Le Shift Project, outre qu’il tente de chiffrer les émissions de CO2e a pour objectif prioritaire d’identifier les leviers de décarbonation couvrant toute la chaîne de valeur afin d’atteindre les objectifs de la Stratégie Nationale Bas Carbone (SNBC) à 2050.

Pour cela, il propose des pistes pour réduire de 68 % les émissions du secteur des médicaments et de 72 %, celles du secteur des dispositifs médicaux d’ici cette date.

-Il faut déjà relocaliser une partie de la production en Europe car notre continent doit œuvrer pour son indépendance médicamenteuse, sa souveraineté en matière de santé et réduire l’empreinte carbone liée aux transports. Mais attention, il faudra relocaliser dans des pays ayant une électricité provenant de sources zéro émission, incluant les énergies renouvelables et le nucléaire.

il faut décarboner les usines (électrification, efficacité énergétique).

-il faut faire en sorte d’ allonger la durée de vie des dispositifs médicaux (réutilisation, réparation, stérilisation) de prescrire et consommer plus sobrement les médicaments.

Enfin, il faut mettre en place des normes carbone dans la commande publique et les régulations.

Pourquoi est-ce essentiel de décarboner ces industries ?

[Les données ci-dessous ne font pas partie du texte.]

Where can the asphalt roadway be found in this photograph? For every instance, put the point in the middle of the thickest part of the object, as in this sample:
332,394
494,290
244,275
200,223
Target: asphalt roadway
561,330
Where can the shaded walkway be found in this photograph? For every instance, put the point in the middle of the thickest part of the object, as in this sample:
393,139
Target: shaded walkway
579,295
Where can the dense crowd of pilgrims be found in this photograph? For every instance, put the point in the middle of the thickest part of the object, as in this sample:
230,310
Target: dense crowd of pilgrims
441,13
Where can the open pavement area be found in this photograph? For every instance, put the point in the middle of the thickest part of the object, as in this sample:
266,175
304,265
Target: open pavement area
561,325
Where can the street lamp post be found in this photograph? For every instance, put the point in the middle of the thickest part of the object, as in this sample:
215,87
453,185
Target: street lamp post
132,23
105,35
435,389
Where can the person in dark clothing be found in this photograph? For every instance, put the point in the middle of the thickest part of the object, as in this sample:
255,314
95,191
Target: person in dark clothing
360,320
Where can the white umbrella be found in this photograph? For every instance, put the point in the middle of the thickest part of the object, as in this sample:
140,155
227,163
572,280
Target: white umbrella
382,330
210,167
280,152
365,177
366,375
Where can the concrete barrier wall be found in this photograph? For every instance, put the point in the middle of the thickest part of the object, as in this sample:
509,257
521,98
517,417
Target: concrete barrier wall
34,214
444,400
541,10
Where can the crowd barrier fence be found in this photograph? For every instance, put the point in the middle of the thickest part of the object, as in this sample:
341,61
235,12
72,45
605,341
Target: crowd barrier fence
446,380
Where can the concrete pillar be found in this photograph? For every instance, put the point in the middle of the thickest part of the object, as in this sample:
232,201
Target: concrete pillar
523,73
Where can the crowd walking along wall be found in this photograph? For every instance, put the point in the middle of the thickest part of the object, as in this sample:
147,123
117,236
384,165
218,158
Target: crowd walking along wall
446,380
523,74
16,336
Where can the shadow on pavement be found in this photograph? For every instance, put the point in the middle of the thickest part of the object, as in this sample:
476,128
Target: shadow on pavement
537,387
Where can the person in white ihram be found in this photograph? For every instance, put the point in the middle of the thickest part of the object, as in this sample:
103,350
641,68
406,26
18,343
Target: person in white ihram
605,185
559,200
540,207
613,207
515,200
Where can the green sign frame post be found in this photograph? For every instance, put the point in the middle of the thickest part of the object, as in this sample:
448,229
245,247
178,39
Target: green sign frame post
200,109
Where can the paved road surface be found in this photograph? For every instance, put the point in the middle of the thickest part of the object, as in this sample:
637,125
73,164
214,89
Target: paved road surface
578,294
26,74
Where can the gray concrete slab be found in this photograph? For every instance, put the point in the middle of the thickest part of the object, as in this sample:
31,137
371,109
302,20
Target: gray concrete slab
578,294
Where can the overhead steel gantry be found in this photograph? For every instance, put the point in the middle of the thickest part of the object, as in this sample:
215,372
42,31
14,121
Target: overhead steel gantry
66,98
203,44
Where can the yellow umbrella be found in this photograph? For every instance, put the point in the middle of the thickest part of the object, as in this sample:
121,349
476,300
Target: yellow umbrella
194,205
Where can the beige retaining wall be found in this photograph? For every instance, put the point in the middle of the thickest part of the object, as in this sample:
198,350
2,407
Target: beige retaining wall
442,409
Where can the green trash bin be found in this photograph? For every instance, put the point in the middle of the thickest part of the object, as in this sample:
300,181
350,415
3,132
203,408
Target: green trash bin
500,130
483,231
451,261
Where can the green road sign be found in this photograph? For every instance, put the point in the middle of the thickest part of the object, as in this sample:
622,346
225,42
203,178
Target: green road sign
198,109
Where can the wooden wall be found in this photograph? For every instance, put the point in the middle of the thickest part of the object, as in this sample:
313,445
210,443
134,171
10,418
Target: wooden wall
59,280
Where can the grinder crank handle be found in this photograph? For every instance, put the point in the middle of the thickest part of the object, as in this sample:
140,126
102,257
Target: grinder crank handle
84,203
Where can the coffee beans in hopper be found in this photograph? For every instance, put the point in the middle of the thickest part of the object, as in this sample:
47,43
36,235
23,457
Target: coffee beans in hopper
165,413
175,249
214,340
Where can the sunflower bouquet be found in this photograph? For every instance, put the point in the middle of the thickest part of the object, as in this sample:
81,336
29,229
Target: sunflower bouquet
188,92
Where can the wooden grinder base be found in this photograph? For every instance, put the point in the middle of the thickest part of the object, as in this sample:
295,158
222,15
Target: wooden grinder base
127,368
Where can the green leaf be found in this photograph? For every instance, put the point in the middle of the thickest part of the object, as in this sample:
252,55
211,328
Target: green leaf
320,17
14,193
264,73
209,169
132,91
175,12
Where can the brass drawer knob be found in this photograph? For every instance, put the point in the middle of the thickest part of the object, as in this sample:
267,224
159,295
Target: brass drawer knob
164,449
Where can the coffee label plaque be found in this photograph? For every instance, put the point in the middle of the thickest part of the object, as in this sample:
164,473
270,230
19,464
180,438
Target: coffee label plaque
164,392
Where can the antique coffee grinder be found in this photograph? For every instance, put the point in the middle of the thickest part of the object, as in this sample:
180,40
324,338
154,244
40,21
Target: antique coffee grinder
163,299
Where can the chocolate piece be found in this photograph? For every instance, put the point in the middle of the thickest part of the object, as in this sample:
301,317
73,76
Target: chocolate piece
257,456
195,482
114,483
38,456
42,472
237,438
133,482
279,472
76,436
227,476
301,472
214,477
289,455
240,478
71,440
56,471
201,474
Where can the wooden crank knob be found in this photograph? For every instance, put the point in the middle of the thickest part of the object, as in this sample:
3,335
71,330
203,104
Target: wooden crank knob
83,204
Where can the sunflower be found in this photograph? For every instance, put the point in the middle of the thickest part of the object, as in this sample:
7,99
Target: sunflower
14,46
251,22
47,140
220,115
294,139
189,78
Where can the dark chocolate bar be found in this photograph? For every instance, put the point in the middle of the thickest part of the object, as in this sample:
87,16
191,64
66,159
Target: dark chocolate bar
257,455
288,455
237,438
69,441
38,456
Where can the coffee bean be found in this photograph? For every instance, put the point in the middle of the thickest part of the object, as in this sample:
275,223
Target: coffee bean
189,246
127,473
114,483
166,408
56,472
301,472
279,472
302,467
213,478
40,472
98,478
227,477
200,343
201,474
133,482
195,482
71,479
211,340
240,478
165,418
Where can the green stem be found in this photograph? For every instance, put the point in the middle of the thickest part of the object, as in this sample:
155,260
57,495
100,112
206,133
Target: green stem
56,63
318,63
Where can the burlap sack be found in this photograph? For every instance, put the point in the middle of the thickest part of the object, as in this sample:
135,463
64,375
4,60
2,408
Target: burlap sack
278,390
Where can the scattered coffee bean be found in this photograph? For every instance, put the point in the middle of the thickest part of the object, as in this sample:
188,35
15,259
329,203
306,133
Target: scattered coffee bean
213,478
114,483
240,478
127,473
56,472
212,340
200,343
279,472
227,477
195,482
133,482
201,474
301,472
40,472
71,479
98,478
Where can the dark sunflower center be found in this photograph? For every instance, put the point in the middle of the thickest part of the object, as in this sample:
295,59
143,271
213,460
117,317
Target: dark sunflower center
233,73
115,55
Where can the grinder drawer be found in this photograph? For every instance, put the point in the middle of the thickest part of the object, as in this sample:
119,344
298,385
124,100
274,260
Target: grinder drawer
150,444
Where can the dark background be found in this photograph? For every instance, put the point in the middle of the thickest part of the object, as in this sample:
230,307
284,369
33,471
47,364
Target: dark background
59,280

En France, nous consommons beaucoup de médicaments et de dispositifs médicaux. Plus nous consommons, plus nous émettons des gaz à effet de serre. Décarboner, c’est donc agir pour notre planète en polluant moins l’environnement. Cela implique de se passer du pétrole et du gaz, ce qui permettra de réduire les tensions sur l’approvisionnement en énergies fossiles et d’en être moins dépendants.  Comme le stipule The Shift Project : « Grâce à des actions volontaristes, le secteur des industries du médicament peut devenir résilient face aux crises énergétiques et réduire ses émissions de 68 % d’ici à 2050 » Celui des dispositifs médicaux pourrait quant à lui « diminuer ses émissions de 72% ».

Les émissions de gaz à effet de serre entraînent un dérèglement climatique engendrant des risques sanitaires (canicules, maladies, pollution atmosphérique, catastrophes naturelles.) En les réduisant, on agit pour la santé des citoyens. On ne peut pas accepter que les industries des médicaments et des dispositifs médicaux soient responsables, même partiellement, de la détérioration de la santé publique. Décarboner est donc une question de responsabilité envers la société.

Il faut accroître la souveraineté de notre continent en matière de santé et réduire le coût carbone des transports. Pour cela, relocaliser une partie de la production en Europe s’impose.

Il faut s’adapter aux nouvelles pratiques qui consistent à mettre en place des objectifs de neutralité carbone, se conformer aux nouvelles normes environnementales, s’engager dans le développement des énergies renouvelables et de procédés sobres en carbone. Tout cela pour permettre aux industries du médicament et du dispositif médical de rester compétitives.

Pour conclure

En tant que patients, assurés sociaux et citoyens, nous sommes tous concernés car c’est l’avenir de notre planète qui est en jeu. Nous nous devons d’encourager une politique de santé durable, de réclamer une baisse significative de l’empreinte carbone des médicaments et des dispositifs médicaux. En tant que consommateurs, nous devons avoir un usage sobre et raisonné des médicaments et des dispositifs médicaux. Toutefois, s’il s’avérait impossible de nous passer totalement du plastique et des énergies fossiles dans les industries de la santé, décidons de conserver le pétrole pour cet usage plutôt que pour fabriquer des bouteilles en plastique. Soigner la santé ne doit pas se faire au détriment du climat mais si l’on doit utiliser du pétrole pour quelque chose, autant le faire pour le bien-être de tous.